It took me a little while to work out what was happening. I snapped my first photo of the motor scooter with clip board attached in Soho but I only got a fleeting glance and then he was gone.
But my next sighting was far more informative. This time the motorcyclist was parked so I asked about the clipboard and what he was doing. It turned out he was learning to become a London taxi driver; he was learning was they call, “the knowledge.”
It takes between 2 and 4 years to learn the 320 routes (they call them runs) required to pass the tests. The student is given 20 runs at a time to memorise and they ride their scooters along the routes remembering the vagaries of one-way streets and where the traffic jams happen, as well as the notable sights a tourist might want to see. The guy I was chatting to said the first 20 runs seem like a jumble but when you learn the next set of 20 patterns begin to emerge as one run partially coincides with another.

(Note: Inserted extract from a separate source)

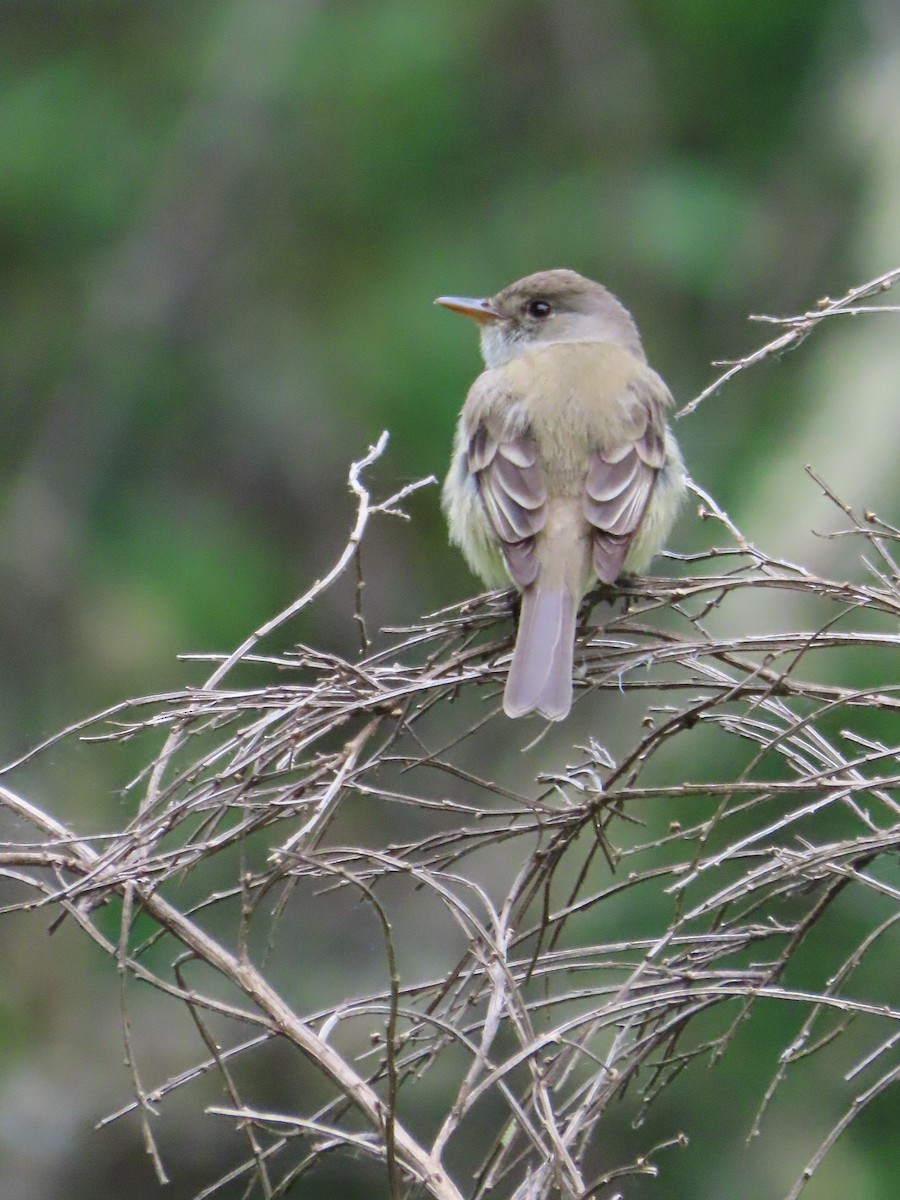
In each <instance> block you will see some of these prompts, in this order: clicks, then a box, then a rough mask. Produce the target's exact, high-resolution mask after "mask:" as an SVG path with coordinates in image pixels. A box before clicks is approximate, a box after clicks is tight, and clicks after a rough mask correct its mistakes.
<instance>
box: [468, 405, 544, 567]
mask: <svg viewBox="0 0 900 1200" xmlns="http://www.w3.org/2000/svg"><path fill="white" fill-rule="evenodd" d="M467 461H468V468H469V472H470V474H472V475H473V478H474V480H475V485H476V487H478V492H479V497H480V498H481V504H482V505H484V509H485V512H486V515H487V520H488V522H490V524H491V528H492V530H493V533H494V535H496V536H497V539H498V541H499V544H500V548H502V551H503V556H504V558H505V559H506V566H508V568H509V572H510V575H511V576H512V578H514V580H515V582H516V583H517V584H518V586H520V587H521V588H526V587H528V584H529V583H534V580H535V578H536V575H538V560H536V558H535V554H534V536H535V534H536V533H539V532H540V530H541V529H542V528H544V524H545V522H546V520H547V487H546V484H545V481H544V473H542V472H541V468H540V464H539V463H538V452H536V450H535V445H534V438H533V437H532V434H530V433H529V432H528V431H527V430H524V431H521V432H518V433H515V434H512V433H510V432H506V431H504V430H503V427H502V425H500V422H498V421H493V420H491V418H490V416H488V418H486V419H484V420H481V421H480V422H479V424H478V425H476V427H475V430H474V432H473V434H472V437H470V438H469V443H468V449H467Z"/></svg>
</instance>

I’ve just finished reading Geoff Colvin’s book, Talent is Overrated. His central theme (which I believe is shared by Malcolm Gladwell’s Outliers, which I haven’t read yet), is that high performers are not merely naturally talented (and perhaps talent has little to do with it), but they also engage in deliberate practice. That is, they design and perform a program of activities focussed on developing specific skills. For these future black cabbies they were deliberately developing their navigation skills in the pursuit of passing a test and at the same time actually enlarging part of their brain.
In Colvin’s book I was taken with the story of how Benjamin Franklin developed himself a program for improving his writing skills.
“First, he found examples of prose clearly superior to anything he could produce, a bound volume of the Spectator, the great English periodical written by Joseph Addison and Richard Steele. Any of us might have done something similar. But Franklin then embarked on a remarkable program that few of us would ever have thought of.
It began with his reading a Spectator article and making brief notes on the meaning of each sentence; a few days later he would take up the notes and try to express the meaning of each sentence in his own words. When done, he compared his essay with the original, ‘discovered some of my faults, and corrected them.’
One of the faults he noticed was his poor vocabulary. What could he do about that? He realized that writing poetry required an extensive “stock of words” because he might need to express any given meaning in many different ways depending on the demands of rhyme or meter. So he would rewrite Spectator essays in verse. Then, after he had forgotten them, he would take his versified essays and rewrite them in prose, again comparing his efforts with the original. ”
This has got me thinking about what would a program of deliberate practice for developing your storytelling skills look like. Any suggestions?